Article 2 : Il est enjoint à la préfète de l’Essonne, ou au préfet territorialement compétent, de procéder au réexamen de la situation de M. B… A…, dans un délai de trois mois à compter de la notification du présent jugement, et de lui délivrer dans l’attente une autorisation provisoire de séjour.
Article 3 : Les conclusions de la requête sont rejetées pour le surplus.
Article 4 : Le présent jugement sera notifié à M. B… A… et à la préfète de l’Essonne.
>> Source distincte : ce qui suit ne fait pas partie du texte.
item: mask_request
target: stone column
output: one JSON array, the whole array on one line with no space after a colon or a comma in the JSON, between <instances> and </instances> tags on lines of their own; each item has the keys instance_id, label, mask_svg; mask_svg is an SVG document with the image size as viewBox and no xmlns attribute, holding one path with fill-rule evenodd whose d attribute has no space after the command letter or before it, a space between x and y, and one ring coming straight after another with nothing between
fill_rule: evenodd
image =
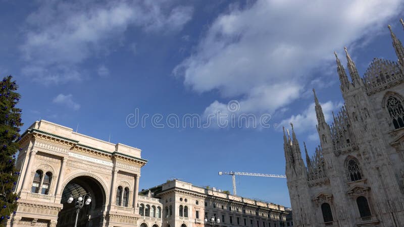
<instances>
[{"instance_id":1,"label":"stone column","mask_svg":"<svg viewBox=\"0 0 404 227\"><path fill-rule=\"evenodd\" d=\"M115 200L116 200L116 194L117 194L117 175L118 174L118 169L114 168L113 173L112 175L112 183L111 183L111 198L110 198L110 205L115 205Z\"/></svg>"},{"instance_id":2,"label":"stone column","mask_svg":"<svg viewBox=\"0 0 404 227\"><path fill-rule=\"evenodd\" d=\"M27 168L25 170L25 176L24 176L24 183L23 183L22 188L21 191L25 191L26 192L30 192L31 190L28 188L29 186L29 179L31 177L31 168L32 164L35 162L35 155L36 154L36 150L31 150L31 153L29 154L29 160L28 164L27 165Z\"/></svg>"},{"instance_id":3,"label":"stone column","mask_svg":"<svg viewBox=\"0 0 404 227\"><path fill-rule=\"evenodd\" d=\"M140 175L137 174L135 176L135 189L133 190L133 208L134 208L135 213L137 210L137 194L139 194L139 179Z\"/></svg>"},{"instance_id":4,"label":"stone column","mask_svg":"<svg viewBox=\"0 0 404 227\"><path fill-rule=\"evenodd\" d=\"M56 185L56 190L55 191L55 195L57 196L61 194L61 192L60 192L61 190L60 187L63 183L63 179L65 176L65 169L67 159L68 158L67 157L63 157L62 159L62 165L61 166L60 171L59 171L59 177L58 178L58 184Z\"/></svg>"}]
</instances>

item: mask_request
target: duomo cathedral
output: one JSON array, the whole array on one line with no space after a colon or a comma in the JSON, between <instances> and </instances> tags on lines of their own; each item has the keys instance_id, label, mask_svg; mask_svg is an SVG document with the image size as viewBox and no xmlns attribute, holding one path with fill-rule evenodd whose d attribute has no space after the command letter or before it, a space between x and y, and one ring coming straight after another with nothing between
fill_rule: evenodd
<instances>
[{"instance_id":1,"label":"duomo cathedral","mask_svg":"<svg viewBox=\"0 0 404 227\"><path fill-rule=\"evenodd\" d=\"M313 90L313 157L284 130L293 226L404 226L404 47L388 28L397 62L375 58L361 77L345 48L349 79L335 53L345 104L330 125Z\"/></svg>"}]
</instances>

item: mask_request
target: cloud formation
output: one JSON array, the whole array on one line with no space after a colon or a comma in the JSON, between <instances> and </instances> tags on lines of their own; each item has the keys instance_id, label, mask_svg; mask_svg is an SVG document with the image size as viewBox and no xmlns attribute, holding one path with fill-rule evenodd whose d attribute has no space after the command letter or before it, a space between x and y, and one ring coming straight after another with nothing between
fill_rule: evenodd
<instances>
[{"instance_id":1,"label":"cloud formation","mask_svg":"<svg viewBox=\"0 0 404 227\"><path fill-rule=\"evenodd\" d=\"M108 52L129 26L145 32L175 32L192 13L190 7L164 1L44 2L27 19L20 48L27 63L22 72L45 84L82 80L78 66ZM72 76L71 71L77 73Z\"/></svg>"},{"instance_id":2,"label":"cloud formation","mask_svg":"<svg viewBox=\"0 0 404 227\"><path fill-rule=\"evenodd\" d=\"M78 110L80 109L80 104L73 100L73 95L71 94L68 95L59 94L54 98L52 102L54 103L64 105L74 110Z\"/></svg>"},{"instance_id":3,"label":"cloud formation","mask_svg":"<svg viewBox=\"0 0 404 227\"><path fill-rule=\"evenodd\" d=\"M328 101L321 104L325 120L327 122L330 122L332 120L332 111L338 112L343 103ZM312 103L301 113L292 115L287 119L284 119L279 125L281 126L284 126L285 128L289 128L289 124L293 123L293 128L296 133L303 132L311 132L312 134L308 136L308 138L311 140L318 140L318 134L316 129L318 122L315 106L314 102Z\"/></svg>"},{"instance_id":4,"label":"cloud formation","mask_svg":"<svg viewBox=\"0 0 404 227\"><path fill-rule=\"evenodd\" d=\"M311 71L335 50L385 28L401 2L258 0L220 15L173 73L195 92L217 90L241 97L246 110L273 112L298 98L308 81L325 83ZM223 105L215 101L205 111Z\"/></svg>"}]
</instances>

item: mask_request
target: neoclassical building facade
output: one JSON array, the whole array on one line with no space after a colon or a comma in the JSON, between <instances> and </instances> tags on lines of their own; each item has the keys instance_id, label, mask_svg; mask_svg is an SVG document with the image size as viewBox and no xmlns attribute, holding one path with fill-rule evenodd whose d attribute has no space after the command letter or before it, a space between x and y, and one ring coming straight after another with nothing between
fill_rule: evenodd
<instances>
[{"instance_id":1,"label":"neoclassical building facade","mask_svg":"<svg viewBox=\"0 0 404 227\"><path fill-rule=\"evenodd\" d=\"M155 219L162 219L163 227L209 226L212 217L221 227L280 227L286 226L288 212L280 205L223 193L214 188L204 188L178 180L139 193L139 214L145 225L157 227ZM146 201L149 199L157 200ZM154 201L154 202L150 202ZM156 210L151 209L153 207ZM161 207L160 212L159 208ZM154 209L156 209L154 208ZM207 218L208 221L205 222ZM151 218L151 219L150 219Z\"/></svg>"},{"instance_id":2,"label":"neoclassical building facade","mask_svg":"<svg viewBox=\"0 0 404 227\"><path fill-rule=\"evenodd\" d=\"M69 198L89 194L78 226L203 227L205 218L222 227L280 227L282 206L207 189L178 180L139 192L147 160L139 149L82 135L44 120L22 135L17 212L9 227L71 227L76 218Z\"/></svg>"},{"instance_id":3,"label":"neoclassical building facade","mask_svg":"<svg viewBox=\"0 0 404 227\"><path fill-rule=\"evenodd\" d=\"M375 58L361 77L345 48L349 79L335 54L345 105L328 125L314 92L313 157L284 129L294 226L404 226L404 48L388 27L397 62Z\"/></svg>"},{"instance_id":4,"label":"neoclassical building facade","mask_svg":"<svg viewBox=\"0 0 404 227\"><path fill-rule=\"evenodd\" d=\"M8 226L72 226L71 195L89 194L77 226L137 226L141 150L77 133L44 120L22 135L17 213Z\"/></svg>"}]
</instances>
Délibéré après l’audience du 31 mars 2026, à laquelle siégeaient :
Mme Lellouch, présidente,
M. Gibelin, premier conseiller,
Mme Corthier, première conseillère.
Rendu public par mise à disposition au greffe le 16 avril 2026.
La présidente rapporteure,
signé
J. Lellouch
L’assesseur le plus ancien dans l’ordre du tableau,
signé
F. Gibelin
La greffière,
signé
A. Gateau
La République mande et ordonne à la Préfecture de l’Essonne en ce qui le concerne ou à tous huissiers de justice à ce requis en ce qui concerne les voies de droit commun contre les parties privées, de pourvoir à l’exécution de la présente décision.